First Pan-American/Iberian Meeting on Acoustics, Cancun

[ Lay Language Paper Index | Press Room ]

Listening to the Sound of a Melting Arctic Ocean

Peter Mikhalevsky -
Brian Sperry
1710 SAIC Drive
MCLean, VA 22102

Alexander Gavrilov
P.P. Shirshov Inst. of Oceanography
Moscow 117851, Russia

Popular version of paper 2aAO2
Presented Tuesday morning, December 3, 2002
First Pan-American/Iberian Meeting on Acoustics, Cancun, Mexico

The waters of the Arctic Ocean have been warming since the mid 1990's. Average maximum temperatures have risen by more than 1C. In the last 20 years submarine measurements of sea ice draft have shown a 40% reduction in average sea ice thickness, while satellite remote sensing has shown a 14% reduction in sea-ice extent over the same period. Current forecasts indicate that if these trends continue, the Arctic Ocean could be ice-free before the end of this century. The Arctic Ocean provides fresh water to the world's oceans, much of it in the form of sea ice discharged from the Fram Strait. This fresh water regulates convective overturning in the Greenland and Norwegian Seas, which in turn drives the global ocean thermohaline circulation (the so-called "conveyor belt") with major impact on global climate. A full understanding of the processes that are driving these changes is limited by the inadequate observational database that exists for the Arctic Ocean. Despite its major importance and the dramatic changes occurring in the Arctic Ocean today, it remains one of the most poorly sampled and poorly understood oceans in the world. We are presenting results at this conference from our work using sound propagated in the Arctic Ocean to measure its temperature, and we propose a strategy for long-term monitoring.
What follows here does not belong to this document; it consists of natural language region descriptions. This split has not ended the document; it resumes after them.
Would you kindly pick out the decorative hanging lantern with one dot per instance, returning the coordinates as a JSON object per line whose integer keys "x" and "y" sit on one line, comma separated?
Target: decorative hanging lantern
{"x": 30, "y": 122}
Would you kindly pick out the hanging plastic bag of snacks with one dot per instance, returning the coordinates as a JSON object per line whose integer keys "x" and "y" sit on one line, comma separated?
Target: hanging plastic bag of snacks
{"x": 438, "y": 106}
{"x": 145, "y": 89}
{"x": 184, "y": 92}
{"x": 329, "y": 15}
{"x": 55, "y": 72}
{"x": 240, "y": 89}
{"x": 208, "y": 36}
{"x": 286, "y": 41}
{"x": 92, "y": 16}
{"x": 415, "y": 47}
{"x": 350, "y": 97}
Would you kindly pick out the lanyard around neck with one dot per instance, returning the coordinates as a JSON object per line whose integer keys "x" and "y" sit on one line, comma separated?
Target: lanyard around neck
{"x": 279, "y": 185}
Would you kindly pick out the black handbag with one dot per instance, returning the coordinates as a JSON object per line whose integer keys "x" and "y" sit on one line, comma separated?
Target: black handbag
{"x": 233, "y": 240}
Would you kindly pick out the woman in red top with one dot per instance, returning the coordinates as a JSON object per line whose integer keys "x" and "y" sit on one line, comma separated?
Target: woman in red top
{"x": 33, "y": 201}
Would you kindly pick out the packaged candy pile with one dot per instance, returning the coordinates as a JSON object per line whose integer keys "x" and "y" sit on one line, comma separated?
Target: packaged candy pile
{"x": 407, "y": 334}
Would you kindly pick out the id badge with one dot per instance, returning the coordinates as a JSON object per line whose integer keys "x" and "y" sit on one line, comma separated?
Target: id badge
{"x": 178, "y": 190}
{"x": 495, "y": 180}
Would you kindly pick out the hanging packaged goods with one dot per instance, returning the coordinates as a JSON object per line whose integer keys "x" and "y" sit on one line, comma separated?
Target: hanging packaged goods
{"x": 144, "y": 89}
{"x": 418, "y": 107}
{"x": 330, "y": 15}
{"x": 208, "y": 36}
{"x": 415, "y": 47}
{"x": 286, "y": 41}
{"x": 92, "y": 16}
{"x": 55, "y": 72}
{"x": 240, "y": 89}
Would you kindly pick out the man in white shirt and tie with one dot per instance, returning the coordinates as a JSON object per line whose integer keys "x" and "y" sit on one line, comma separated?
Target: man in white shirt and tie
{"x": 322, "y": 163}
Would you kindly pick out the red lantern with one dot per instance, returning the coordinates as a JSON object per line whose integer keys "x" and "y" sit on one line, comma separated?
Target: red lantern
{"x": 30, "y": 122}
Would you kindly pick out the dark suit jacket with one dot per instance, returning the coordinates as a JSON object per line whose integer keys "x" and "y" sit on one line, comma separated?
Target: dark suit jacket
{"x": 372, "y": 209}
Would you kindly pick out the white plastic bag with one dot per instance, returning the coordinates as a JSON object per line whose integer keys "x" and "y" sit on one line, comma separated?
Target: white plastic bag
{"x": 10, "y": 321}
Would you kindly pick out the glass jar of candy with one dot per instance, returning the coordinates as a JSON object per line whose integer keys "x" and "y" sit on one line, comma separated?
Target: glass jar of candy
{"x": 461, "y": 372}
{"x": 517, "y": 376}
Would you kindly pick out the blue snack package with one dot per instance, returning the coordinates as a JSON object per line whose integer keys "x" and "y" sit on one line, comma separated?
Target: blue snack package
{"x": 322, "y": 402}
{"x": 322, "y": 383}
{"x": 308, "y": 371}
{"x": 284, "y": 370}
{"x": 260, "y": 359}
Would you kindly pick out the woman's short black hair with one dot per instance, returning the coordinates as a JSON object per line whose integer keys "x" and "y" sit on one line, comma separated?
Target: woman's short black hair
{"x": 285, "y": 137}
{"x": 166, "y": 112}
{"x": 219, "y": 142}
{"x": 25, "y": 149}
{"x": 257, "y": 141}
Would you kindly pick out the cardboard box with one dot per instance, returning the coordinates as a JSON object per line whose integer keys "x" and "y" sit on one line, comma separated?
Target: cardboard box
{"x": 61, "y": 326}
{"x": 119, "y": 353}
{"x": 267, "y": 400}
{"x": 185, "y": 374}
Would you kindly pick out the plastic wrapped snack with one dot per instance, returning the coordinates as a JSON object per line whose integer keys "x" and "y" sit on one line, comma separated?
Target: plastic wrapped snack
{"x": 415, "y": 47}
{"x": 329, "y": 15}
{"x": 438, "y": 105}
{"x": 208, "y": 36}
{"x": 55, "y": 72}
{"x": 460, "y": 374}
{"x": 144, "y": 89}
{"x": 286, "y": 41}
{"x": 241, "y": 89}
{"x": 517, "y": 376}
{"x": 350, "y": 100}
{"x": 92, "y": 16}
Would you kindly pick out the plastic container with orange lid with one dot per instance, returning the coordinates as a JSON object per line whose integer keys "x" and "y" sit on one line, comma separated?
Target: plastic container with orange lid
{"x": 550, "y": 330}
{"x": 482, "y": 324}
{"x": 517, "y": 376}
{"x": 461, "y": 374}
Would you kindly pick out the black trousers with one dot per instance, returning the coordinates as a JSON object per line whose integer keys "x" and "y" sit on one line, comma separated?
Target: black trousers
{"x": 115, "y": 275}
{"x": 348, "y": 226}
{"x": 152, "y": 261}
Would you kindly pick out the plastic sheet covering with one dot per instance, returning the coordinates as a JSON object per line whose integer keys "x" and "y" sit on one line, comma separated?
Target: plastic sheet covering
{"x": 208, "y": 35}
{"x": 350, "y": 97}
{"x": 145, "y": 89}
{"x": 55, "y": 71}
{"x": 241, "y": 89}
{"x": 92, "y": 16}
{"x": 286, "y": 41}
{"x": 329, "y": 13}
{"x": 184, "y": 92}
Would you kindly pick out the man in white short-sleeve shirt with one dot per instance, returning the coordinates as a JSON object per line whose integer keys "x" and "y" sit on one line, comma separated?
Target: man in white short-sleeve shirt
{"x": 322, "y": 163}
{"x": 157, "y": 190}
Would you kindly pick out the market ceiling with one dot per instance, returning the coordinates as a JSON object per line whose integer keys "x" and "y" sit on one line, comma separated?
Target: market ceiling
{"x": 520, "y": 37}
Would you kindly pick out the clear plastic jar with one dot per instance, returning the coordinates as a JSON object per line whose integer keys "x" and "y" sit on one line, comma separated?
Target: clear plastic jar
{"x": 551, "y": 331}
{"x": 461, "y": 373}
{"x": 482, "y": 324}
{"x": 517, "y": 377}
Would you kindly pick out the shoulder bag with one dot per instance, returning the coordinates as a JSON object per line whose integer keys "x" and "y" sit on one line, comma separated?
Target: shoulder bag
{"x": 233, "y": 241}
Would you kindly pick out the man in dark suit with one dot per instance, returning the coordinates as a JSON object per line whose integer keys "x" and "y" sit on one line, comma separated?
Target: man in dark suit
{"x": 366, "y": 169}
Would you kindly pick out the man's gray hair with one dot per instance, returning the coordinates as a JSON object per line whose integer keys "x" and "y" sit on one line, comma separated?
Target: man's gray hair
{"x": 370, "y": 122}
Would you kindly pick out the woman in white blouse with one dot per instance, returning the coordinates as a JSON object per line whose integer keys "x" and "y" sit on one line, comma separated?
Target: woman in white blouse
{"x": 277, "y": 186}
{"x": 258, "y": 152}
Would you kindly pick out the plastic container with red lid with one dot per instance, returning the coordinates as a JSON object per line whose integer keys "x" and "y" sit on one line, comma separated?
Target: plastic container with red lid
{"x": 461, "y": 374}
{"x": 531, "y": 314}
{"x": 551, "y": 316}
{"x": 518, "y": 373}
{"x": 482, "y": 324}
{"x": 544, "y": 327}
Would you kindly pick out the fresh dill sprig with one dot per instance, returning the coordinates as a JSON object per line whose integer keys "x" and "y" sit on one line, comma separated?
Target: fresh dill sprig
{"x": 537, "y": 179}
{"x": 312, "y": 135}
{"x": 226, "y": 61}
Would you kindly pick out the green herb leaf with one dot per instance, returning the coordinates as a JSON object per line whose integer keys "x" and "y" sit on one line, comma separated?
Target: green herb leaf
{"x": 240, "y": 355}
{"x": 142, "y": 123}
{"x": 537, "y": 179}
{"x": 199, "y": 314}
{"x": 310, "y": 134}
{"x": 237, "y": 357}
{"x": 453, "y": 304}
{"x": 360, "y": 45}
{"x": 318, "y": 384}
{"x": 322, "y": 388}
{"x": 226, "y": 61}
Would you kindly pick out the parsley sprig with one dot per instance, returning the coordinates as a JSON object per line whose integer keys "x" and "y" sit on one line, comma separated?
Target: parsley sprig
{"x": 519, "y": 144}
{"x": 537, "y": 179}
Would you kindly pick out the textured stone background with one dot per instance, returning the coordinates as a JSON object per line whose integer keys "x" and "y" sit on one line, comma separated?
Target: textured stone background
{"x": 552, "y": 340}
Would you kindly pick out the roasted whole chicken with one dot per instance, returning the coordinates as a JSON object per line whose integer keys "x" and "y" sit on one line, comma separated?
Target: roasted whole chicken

The speed of sound in water is directly related to the temperature of the water, and to a much lesser extent the salinity. By measuring the change in the travel time of a sound pulse between a source and a receiver we can determine the change in the average temperature along the path. In 1994 a pilot experiment was conducted in which sound was transmitted from a source deployed 300 km north of Spitzbergen to a receiver 2600 km across the Arctic Ocean at an ice camp in the Beaufort Sea. This experiment revealed that the average maximum temperature had risen by ~0.4C when compared to historical data. The 1994 experiment was part of a US/Russian joint research initiative to investigate the use of sound travel time measurements to measure the Arctic Ocean's temperature. This work continued in October 1998 with the deployment of a bottom moored acoustic source (Fig. 1), off the coast of Franz Josef Land, by the Russian icebreaker Akademik Fedorov. An acoustic receiving array was deployed 1250 km away in the Lincoln Sea. The source transmitted a 20 min acoustic signal every four days until its batteries expired in December1999. Analysis of these data, which will be reported at this meeting, showed a net increase in the average maximum temperature of water flowing into the Arctic Ocean of ~0.3C over this 14 month period. In April 1999 three of the source transmissions were measured at an ice camp 2700 km across the Arctic Ocean in the Chukchi Sea, along a path close to the 1994 measurement. This measurement showed an increase in the average maximum temperature of ~0.5C from 1994 to 1999. These acoustic measurements were consistent with submarine transects that were made across the Arctic in 1995, 1998, 1999, and 2000 using conventional temperature measuring probes. The acoustic signal takes approximately 30 min to cross the entire Arctic. A submarine takes approximately one week, at substantially greater cost!

Fig. 1 An acoustic source is deployed by the Russian icebreaker Akademik Fedorov as part of the US/Russian ACOUS (Arctic Climate Observations using Underwater Sound) Program in October 1998.

Conventional oceanographic sections to obtain ocean temperature require a submarine, an icebreaker, or a campaign of aircraft landings on the sea ice. Furthermore these measurements are generally limited to the spring through fall seasons in the Arctic as operations in the total darkness of the Arctic winter are extremely hazardous. Moorings can be deployed in the Arctic and can then provide data year-round. In the future, we envision a system of oceanographic moorings cabled to shore, and equipped to make many scientific measurements (Fig. 2). This proposed network, consisting of three moorings equipped with acoustic sources and seven equipped with acoustic receivers, would be able to "take the temperature" of the entire Arctic Ocean in less than an hour and repeat the measurement weekly on a year-round basis. Researchers would be able to access all of the data from this network over the Internet. Plans for such a network are being developed now.

Fig. 2 A proposed future monitoring network for the Arctic Ocean. This network would support wide area monitoring of Arctic Ocean temperature using acoustic measurements as well as additional oceanographic, geophysical, biological, and chemistry measurements at each of the mooring locations. This cabled network could come to shore near Alert, CA where a slant drilled sea-shore terminus already exists and at Barrow, Alaska, where a seashore terminus has been proposed.